In January, the MRFF broke the story on the Pentagon's Jesus Rifles, where rifle scopes used in Afghanistan and Iraq were embossed with New Testament verses. In April, he got the military to rescind its invitation to the Reverend Franklin Graham to speak at May's National Prayer Day because of Islamophobic remarks. Most shockingly, MRFF received its second nomination for the Nobel Peace Prize in late October. These high-profile victories have earned him the enmity of the hardcore Christian Right and the mentally unstable. And the crazies are getting crazier. Weinstein and his family are bombarded with hate mail, from the grammatically incorrect and easy to dismiss -- "I hope all your kids turn out gay as hell, take it in the ass, and get aids and die!!!!" -- to the kind of threats that immediately make you leap out of your chair and double-check that the doors and windows are locked. (MRFF has referred multiple death threats on Mikey, his family, and MRFF employees to the FBI.)

Unlike Gandhi, Mikey's no pacifist. Aggression rises up in his voice like a white shark's fin breaks the waves. In a recent conversation, Mikey bragged how a punk wouldn't shut up in a movie. When a confrontation ensued and the man took a wild swing, Mikey put him down. None of this is surprising. Weinstein boxed during his Air Force days, his face marked by a strong jawline sitting below a bald head on top of a stocky body -- a cross between Rocky Marciano and Butter Bean. Simply put: Mikey Weinstein can be a brute and a zealot. He knows this and admits it freely. But he believes it's the only position a reasonable person can take when confronted with a faction dedicated to mutating the U.S. military into "a weaponized Gospel of Jesus Christ."

But for all of his rhetorical excesses and bravado, Weinstein's fight is simple and correct. The United States military cannot favor one religious sect over another, staying true to the Constitution's establishment clause that service members pledge to defend. More pragmatically, the military cannot favor one religious sect over another because it's destructive of good order and discipline, creating divisions between service members when they must rely on the guy next to them to survive in a firefight.
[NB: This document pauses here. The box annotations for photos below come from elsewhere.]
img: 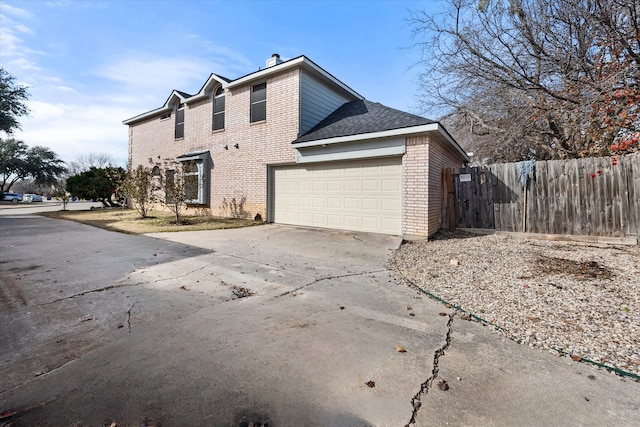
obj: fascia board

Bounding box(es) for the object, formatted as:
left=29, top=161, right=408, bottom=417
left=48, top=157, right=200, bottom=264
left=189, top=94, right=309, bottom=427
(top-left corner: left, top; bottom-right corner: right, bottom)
left=122, top=106, right=171, bottom=125
left=122, top=89, right=186, bottom=125
left=293, top=123, right=470, bottom=161
left=293, top=123, right=438, bottom=148
left=184, top=74, right=229, bottom=104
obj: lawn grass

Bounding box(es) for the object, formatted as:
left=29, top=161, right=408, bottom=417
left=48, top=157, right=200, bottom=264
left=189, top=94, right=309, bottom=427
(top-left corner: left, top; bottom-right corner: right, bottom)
left=39, top=208, right=262, bottom=234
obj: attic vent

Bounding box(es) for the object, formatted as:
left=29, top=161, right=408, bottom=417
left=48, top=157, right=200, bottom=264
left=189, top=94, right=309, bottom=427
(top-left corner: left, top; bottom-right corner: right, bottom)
left=267, top=53, right=284, bottom=68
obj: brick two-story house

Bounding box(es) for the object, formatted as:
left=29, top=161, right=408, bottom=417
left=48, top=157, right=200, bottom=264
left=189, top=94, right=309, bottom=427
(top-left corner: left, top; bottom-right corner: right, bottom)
left=124, top=55, right=469, bottom=236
Yet inside the U.S. military a small, determined, and fanatical clique wants to abuse its power and prosetlyze to service members below them in the chain of command. Through this captive market, they can inject their peculiar ideology into the most powerful institution on earth. As Weinstein likes to say, this isn't just a civil rights issue, it's a national security threat of the gravest magnitude. The description sounds hyberbolic, but according to Weinstein there's a pervasive Christian supremacist milieu inside the U.S. military that's a danger not only to constitutional order, but to the American wars in Afghanistan and Iraq. What's ironic about Mikey's fight is that he never thought about becoming "a civil rights activist." He discovered his calling by rising up like a grizzly bear for his son.

The Academy

The Weinstein family is an Air Force family. After graduating from the Naval Academy in 1953, Mikey's father switched to the Air Force to pursue new opportunities in a new service. Mikey followed in his footsteps, as did his two sons, Casey and Curtis. Casey, the oldest, even met his wife Amanda at the Air Force Academy while they were cadets there. Mikey's daughter Amber dates an Academy graduate -- 2nd Lt. Mack Delgado, a Christian with a cross tattooed on his chest, a detail Mikey points out every time his name's brought up. It's a family whose life orbits around the Academy, although that gravitational pull has slipped.